The two main functions of this module are `save_checkpoint`, used to save a
sharded checkpoint of a PyTree of jax.Arrays (possibly in a multi-process
system); and `restore_checkpoint`, which restores the values of a PyTree from
a sharded checkpoint.

Sharded checkpoints are made of an index file (with the '.index' suffix), and
a set of data shards (with the '.data-nnnnn-of-NNNNN' suffix). When running the
save and restore functions, each process will handle their corresponding chunks
of each array to save and restore the data in an efficient manner, in a
multi-process system.

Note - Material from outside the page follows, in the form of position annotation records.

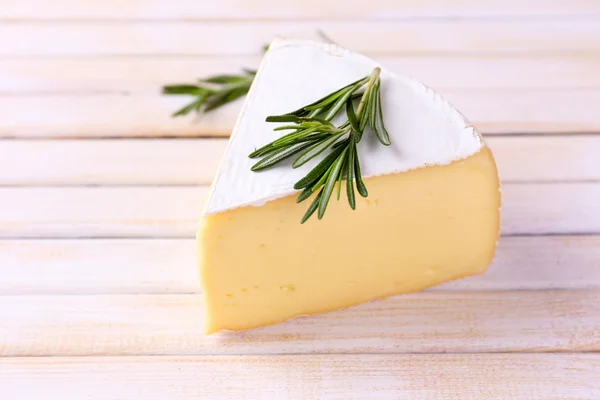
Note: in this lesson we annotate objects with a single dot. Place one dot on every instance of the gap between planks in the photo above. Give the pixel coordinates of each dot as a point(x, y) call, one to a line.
point(531, 208)
point(146, 75)
point(246, 38)
point(173, 162)
point(328, 377)
point(168, 266)
point(185, 10)
point(426, 322)
point(491, 111)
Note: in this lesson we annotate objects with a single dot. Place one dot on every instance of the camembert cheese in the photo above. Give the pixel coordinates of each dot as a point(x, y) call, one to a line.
point(432, 213)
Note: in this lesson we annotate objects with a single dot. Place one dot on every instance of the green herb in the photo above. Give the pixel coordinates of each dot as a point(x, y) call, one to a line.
point(311, 133)
point(212, 92)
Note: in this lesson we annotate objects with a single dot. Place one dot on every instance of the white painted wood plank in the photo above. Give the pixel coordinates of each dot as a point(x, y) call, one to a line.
point(145, 75)
point(429, 322)
point(499, 36)
point(492, 111)
point(329, 377)
point(161, 266)
point(536, 208)
point(195, 161)
point(263, 9)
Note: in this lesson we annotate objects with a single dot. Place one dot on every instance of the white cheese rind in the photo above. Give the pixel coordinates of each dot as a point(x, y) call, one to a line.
point(424, 128)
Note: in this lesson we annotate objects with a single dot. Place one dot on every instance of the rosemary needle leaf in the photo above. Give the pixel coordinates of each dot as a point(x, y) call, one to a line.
point(305, 194)
point(350, 174)
point(372, 115)
point(380, 130)
point(360, 186)
point(365, 114)
point(318, 171)
point(312, 208)
point(225, 79)
point(337, 106)
point(192, 90)
point(352, 115)
point(340, 176)
point(188, 108)
point(283, 118)
point(330, 183)
point(316, 149)
point(330, 98)
point(278, 156)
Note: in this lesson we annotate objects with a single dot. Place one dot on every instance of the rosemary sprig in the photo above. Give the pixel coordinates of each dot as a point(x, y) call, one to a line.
point(212, 92)
point(312, 133)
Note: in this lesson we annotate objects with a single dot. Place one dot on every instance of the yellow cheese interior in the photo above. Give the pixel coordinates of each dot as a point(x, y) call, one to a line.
point(416, 229)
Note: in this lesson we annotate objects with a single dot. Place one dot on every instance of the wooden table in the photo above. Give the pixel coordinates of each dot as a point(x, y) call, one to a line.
point(100, 191)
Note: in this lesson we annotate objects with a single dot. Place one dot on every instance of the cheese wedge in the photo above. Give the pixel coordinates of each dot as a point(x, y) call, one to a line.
point(432, 213)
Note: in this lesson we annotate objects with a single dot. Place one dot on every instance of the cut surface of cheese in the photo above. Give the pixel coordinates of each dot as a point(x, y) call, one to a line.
point(432, 213)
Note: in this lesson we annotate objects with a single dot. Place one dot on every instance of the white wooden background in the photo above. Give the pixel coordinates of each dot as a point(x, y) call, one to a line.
point(100, 191)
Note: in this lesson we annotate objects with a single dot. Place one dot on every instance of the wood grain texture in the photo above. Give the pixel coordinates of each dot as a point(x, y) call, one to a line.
point(184, 10)
point(492, 111)
point(195, 161)
point(168, 266)
point(535, 208)
point(145, 75)
point(497, 36)
point(343, 377)
point(428, 322)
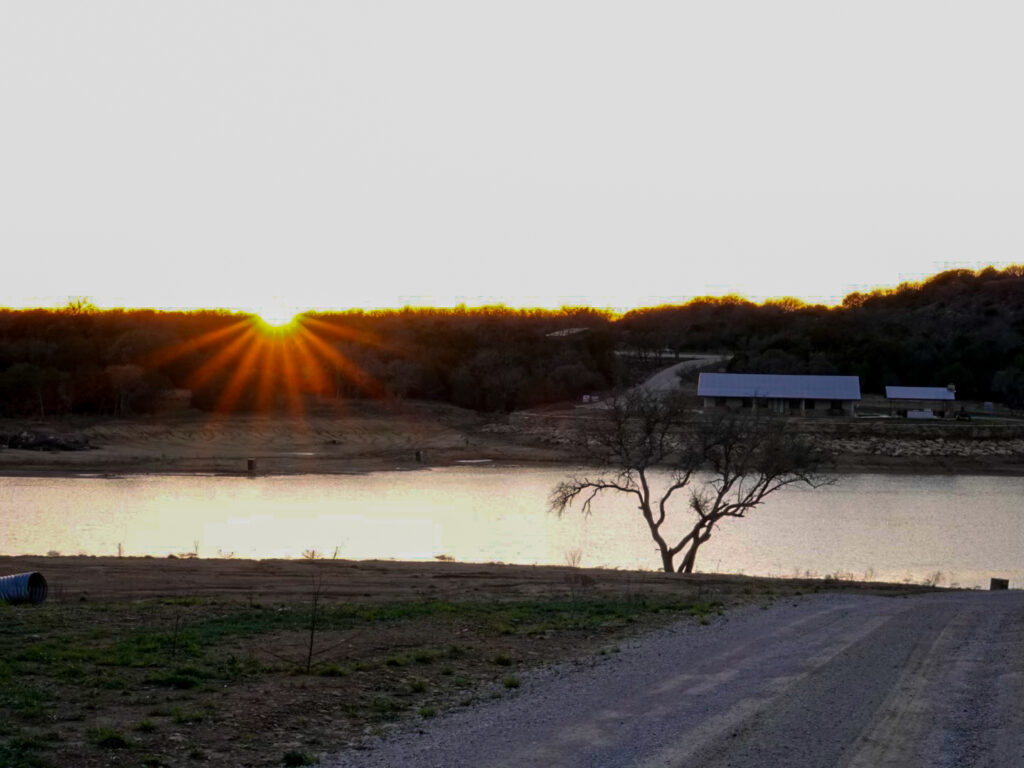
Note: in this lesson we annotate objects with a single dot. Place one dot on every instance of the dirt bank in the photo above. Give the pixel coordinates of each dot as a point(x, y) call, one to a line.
point(370, 437)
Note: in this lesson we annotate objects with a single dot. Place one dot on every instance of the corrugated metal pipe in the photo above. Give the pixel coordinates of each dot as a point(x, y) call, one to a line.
point(23, 588)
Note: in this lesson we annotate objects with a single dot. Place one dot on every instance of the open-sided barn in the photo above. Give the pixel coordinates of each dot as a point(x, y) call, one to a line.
point(802, 394)
point(921, 402)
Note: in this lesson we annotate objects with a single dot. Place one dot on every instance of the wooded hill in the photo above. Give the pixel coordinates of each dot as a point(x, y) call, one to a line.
point(958, 327)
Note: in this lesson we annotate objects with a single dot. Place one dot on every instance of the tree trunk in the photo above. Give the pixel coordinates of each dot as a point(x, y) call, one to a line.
point(667, 561)
point(686, 565)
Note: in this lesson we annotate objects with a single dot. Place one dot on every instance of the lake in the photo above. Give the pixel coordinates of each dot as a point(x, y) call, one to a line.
point(894, 527)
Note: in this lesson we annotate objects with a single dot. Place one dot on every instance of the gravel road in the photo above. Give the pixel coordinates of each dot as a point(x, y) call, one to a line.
point(814, 682)
point(667, 380)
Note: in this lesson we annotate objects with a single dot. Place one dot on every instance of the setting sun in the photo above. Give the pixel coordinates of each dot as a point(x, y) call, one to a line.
point(278, 318)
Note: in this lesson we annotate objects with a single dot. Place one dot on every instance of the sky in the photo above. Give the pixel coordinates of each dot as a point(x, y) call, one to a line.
point(309, 155)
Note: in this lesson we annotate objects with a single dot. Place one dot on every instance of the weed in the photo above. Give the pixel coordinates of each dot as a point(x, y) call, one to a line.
point(296, 758)
point(108, 738)
point(332, 670)
point(186, 716)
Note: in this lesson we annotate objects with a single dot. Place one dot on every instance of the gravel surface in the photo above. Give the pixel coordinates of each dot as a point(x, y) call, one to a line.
point(812, 682)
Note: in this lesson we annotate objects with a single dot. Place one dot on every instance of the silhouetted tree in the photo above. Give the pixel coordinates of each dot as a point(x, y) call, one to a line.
point(748, 458)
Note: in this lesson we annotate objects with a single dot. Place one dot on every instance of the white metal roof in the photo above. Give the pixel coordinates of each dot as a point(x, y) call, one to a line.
point(920, 393)
point(777, 385)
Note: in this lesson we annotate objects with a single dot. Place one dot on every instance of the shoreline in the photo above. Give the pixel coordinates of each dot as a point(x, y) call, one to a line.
point(417, 435)
point(276, 466)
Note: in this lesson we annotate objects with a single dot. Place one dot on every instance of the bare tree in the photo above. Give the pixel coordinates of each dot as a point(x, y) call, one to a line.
point(728, 463)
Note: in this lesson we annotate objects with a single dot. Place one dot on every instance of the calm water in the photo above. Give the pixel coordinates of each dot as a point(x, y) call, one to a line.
point(893, 527)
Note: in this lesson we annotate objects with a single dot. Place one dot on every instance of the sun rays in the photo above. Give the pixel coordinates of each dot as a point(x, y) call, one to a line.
point(263, 363)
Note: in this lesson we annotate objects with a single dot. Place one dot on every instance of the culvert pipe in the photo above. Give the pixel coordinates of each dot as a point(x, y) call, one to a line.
point(23, 588)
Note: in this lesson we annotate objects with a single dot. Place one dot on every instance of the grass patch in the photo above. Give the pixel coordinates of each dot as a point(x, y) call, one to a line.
point(190, 665)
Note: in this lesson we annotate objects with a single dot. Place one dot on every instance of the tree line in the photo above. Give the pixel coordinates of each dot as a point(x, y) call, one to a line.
point(960, 327)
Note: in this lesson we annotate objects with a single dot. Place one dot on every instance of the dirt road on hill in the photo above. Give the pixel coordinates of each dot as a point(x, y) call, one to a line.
point(817, 682)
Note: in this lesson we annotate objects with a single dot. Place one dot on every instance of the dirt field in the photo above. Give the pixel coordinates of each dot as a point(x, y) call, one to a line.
point(175, 662)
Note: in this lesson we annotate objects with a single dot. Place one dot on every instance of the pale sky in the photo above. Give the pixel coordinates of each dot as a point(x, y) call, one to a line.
point(329, 155)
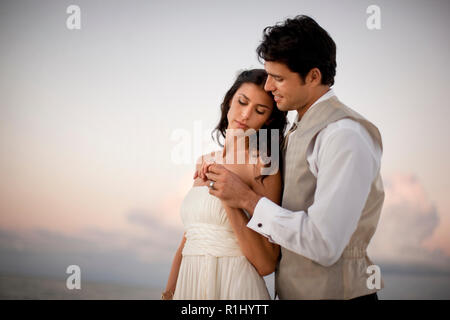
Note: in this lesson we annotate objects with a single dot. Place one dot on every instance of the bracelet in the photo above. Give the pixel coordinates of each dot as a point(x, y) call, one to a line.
point(167, 295)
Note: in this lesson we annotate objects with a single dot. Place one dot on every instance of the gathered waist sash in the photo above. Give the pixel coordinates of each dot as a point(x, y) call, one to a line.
point(211, 239)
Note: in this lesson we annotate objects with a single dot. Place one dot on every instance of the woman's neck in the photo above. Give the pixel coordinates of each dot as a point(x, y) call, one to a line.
point(235, 149)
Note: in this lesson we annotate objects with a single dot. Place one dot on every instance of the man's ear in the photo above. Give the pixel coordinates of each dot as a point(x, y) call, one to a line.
point(314, 77)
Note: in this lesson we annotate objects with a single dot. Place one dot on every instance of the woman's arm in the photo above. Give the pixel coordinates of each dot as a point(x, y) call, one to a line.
point(257, 248)
point(173, 276)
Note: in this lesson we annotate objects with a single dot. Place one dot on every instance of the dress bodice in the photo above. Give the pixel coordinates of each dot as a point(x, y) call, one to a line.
point(208, 230)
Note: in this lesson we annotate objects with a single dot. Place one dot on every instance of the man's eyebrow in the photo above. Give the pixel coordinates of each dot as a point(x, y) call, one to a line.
point(262, 105)
point(274, 75)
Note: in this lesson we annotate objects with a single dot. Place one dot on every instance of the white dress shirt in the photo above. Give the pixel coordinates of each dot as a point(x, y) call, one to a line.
point(345, 160)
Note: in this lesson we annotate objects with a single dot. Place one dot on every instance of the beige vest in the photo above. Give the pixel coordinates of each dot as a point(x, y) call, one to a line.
point(298, 277)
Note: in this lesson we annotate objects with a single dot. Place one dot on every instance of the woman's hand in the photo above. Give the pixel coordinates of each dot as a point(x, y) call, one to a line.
point(203, 170)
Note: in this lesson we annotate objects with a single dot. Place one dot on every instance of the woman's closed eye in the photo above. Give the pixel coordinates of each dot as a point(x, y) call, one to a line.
point(243, 103)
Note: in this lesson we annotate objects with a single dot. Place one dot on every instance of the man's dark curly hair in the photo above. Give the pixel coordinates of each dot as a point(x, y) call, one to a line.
point(302, 45)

Sharded checkpoints are also useful for non-partitioned if
the checkpointing is I/O bounded.

"""
import collections
import enum
import functools
import multiprocessing.pool
import os
from typing import Any, Dict, Iterator, List, Optional, Sequence, Tuple

from absl import logging
import jax
from jax import core
from jax import Shard
import numpy as np
from vmoe import multihost_utils
from vmoe import utils
from vmoe.checkpoints import base
from vmoe.checkpoints import serialization
from vmoe.checkpoints import types

__all__ = ['restore_checkpoint', 'save_checkpoint']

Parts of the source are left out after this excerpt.